Now that the Sport For Tomorrow programme is up and running, the next big task is to identify the list of most deserving recipients of the Japanese expertise being offered in a multi-layered operation also involving the Japanese Ministry of Foreign Affairs, the JICA Volunteers Programme, the Japanese Foundation .
"We need to identify who are the targets," Takumi Kawahara, director of the Secretariat of the Sport For Tomorrow Consortium, told insidethegames.
"We have the framework in place, and that is very important.
"Now we must disseminate information within Japan and around the world.
"We want to start getting the Sport For Tomorrow logo known within the Japanese media, for instance.
"Japan is already offering a lot of assistance in many countries in a lot of different ways.

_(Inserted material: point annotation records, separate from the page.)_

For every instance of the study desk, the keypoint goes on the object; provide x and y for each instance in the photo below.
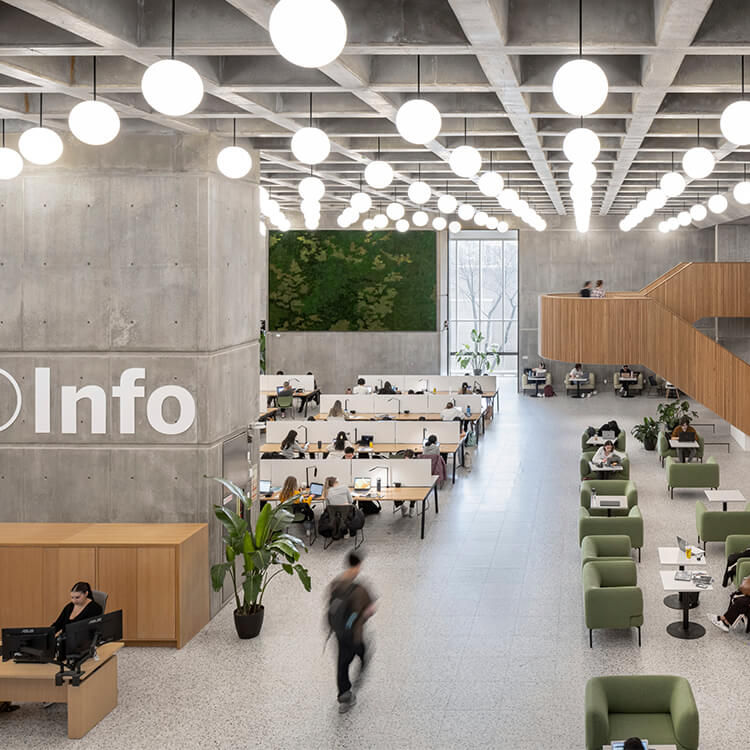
(88, 703)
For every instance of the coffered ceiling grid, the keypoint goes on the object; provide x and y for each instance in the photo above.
(489, 61)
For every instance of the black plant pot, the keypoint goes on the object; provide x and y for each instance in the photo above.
(248, 626)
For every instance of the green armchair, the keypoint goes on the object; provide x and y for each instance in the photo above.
(630, 526)
(701, 476)
(586, 473)
(611, 597)
(717, 525)
(605, 487)
(660, 708)
(605, 547)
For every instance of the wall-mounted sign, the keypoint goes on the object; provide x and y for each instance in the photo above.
(126, 393)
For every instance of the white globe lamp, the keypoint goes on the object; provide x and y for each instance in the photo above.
(308, 33)
(580, 87)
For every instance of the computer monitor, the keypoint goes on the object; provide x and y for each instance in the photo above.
(81, 636)
(36, 645)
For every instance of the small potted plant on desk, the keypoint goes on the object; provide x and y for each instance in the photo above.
(480, 361)
(647, 433)
(264, 551)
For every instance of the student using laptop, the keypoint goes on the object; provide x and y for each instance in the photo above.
(685, 432)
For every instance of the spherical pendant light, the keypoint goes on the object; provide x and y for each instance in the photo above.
(420, 219)
(234, 162)
(94, 122)
(395, 211)
(11, 163)
(735, 123)
(580, 87)
(378, 174)
(717, 204)
(465, 161)
(465, 211)
(419, 192)
(741, 191)
(581, 144)
(361, 202)
(698, 162)
(447, 204)
(418, 121)
(490, 184)
(310, 145)
(308, 33)
(172, 87)
(40, 146)
(672, 183)
(582, 173)
(311, 188)
(656, 198)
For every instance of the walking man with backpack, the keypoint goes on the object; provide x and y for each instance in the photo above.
(349, 607)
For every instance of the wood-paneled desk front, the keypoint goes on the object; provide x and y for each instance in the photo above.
(88, 703)
(156, 573)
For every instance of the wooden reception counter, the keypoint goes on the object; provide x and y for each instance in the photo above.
(156, 573)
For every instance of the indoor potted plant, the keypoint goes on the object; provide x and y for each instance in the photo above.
(263, 551)
(647, 433)
(480, 361)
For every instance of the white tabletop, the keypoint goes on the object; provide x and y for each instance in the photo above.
(669, 584)
(622, 502)
(724, 496)
(675, 556)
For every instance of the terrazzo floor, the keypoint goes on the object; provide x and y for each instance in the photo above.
(479, 636)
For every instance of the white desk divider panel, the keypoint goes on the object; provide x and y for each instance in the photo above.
(412, 432)
(271, 382)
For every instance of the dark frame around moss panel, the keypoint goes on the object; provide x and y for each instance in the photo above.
(344, 280)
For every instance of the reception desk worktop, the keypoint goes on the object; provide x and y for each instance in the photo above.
(156, 573)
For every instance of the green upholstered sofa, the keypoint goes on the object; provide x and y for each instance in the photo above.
(586, 473)
(605, 547)
(611, 597)
(606, 487)
(619, 442)
(659, 708)
(717, 525)
(691, 475)
(630, 526)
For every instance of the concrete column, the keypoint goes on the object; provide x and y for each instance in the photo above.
(135, 255)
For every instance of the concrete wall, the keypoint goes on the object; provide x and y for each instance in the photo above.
(560, 260)
(137, 254)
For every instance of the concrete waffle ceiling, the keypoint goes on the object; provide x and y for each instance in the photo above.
(486, 64)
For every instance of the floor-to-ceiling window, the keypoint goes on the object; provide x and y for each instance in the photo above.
(483, 295)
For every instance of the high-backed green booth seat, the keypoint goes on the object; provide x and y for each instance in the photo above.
(659, 708)
(611, 597)
(630, 526)
(693, 476)
(717, 525)
(619, 442)
(606, 487)
(586, 472)
(605, 547)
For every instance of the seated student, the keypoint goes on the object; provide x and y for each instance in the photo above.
(337, 447)
(80, 607)
(360, 389)
(451, 412)
(290, 446)
(335, 493)
(685, 427)
(337, 410)
(739, 609)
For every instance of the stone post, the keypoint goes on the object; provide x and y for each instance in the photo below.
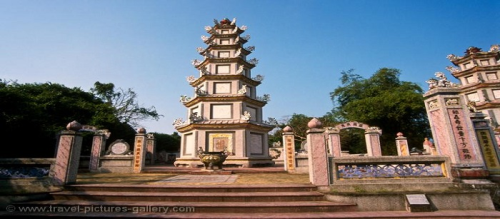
(139, 150)
(402, 145)
(497, 136)
(317, 154)
(429, 148)
(151, 148)
(372, 138)
(98, 149)
(453, 133)
(333, 141)
(68, 155)
(289, 140)
(487, 143)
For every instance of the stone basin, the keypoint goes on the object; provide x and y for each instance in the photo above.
(212, 159)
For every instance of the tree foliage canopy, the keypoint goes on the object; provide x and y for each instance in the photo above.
(384, 101)
(125, 104)
(33, 114)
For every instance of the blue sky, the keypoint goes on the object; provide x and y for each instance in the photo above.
(302, 45)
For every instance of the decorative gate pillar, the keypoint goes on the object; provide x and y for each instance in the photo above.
(317, 154)
(453, 132)
(402, 145)
(372, 137)
(487, 143)
(289, 140)
(334, 148)
(68, 155)
(139, 150)
(98, 150)
(150, 148)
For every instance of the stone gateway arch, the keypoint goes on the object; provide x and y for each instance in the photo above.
(372, 138)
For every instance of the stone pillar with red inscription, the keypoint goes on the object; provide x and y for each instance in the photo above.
(289, 140)
(334, 148)
(150, 149)
(372, 138)
(139, 150)
(402, 144)
(453, 133)
(317, 154)
(487, 143)
(68, 155)
(98, 150)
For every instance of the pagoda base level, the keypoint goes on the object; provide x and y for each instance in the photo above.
(230, 162)
(211, 172)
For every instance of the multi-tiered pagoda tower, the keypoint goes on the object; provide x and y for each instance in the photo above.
(479, 74)
(225, 113)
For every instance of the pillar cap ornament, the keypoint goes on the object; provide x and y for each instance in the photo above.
(74, 126)
(314, 123)
(141, 130)
(287, 129)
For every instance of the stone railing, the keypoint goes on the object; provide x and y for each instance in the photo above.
(26, 167)
(27, 175)
(389, 167)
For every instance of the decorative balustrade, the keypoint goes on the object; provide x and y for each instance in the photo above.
(389, 167)
(26, 167)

"The big thing we want to do now is to get them all on the same track and working in one direction.
"That is the point.
Then we can create a movement.
"But first we need to strategise it.
"We need to decide 'What kind of sports?
"'What countries do we focus on?'
"There may be around 30 per cent going to ongoing projects, so for the remaining 70 per cent we will say, 'How do we strategise that?'
"Maybe we will look at one project and see it is going successfully and say, 'Why don't we put more into it?'
"Or if it is going okay, maybe we will say 'Why don't we go into another area?'
"Everything needs to be balanced and coordinated."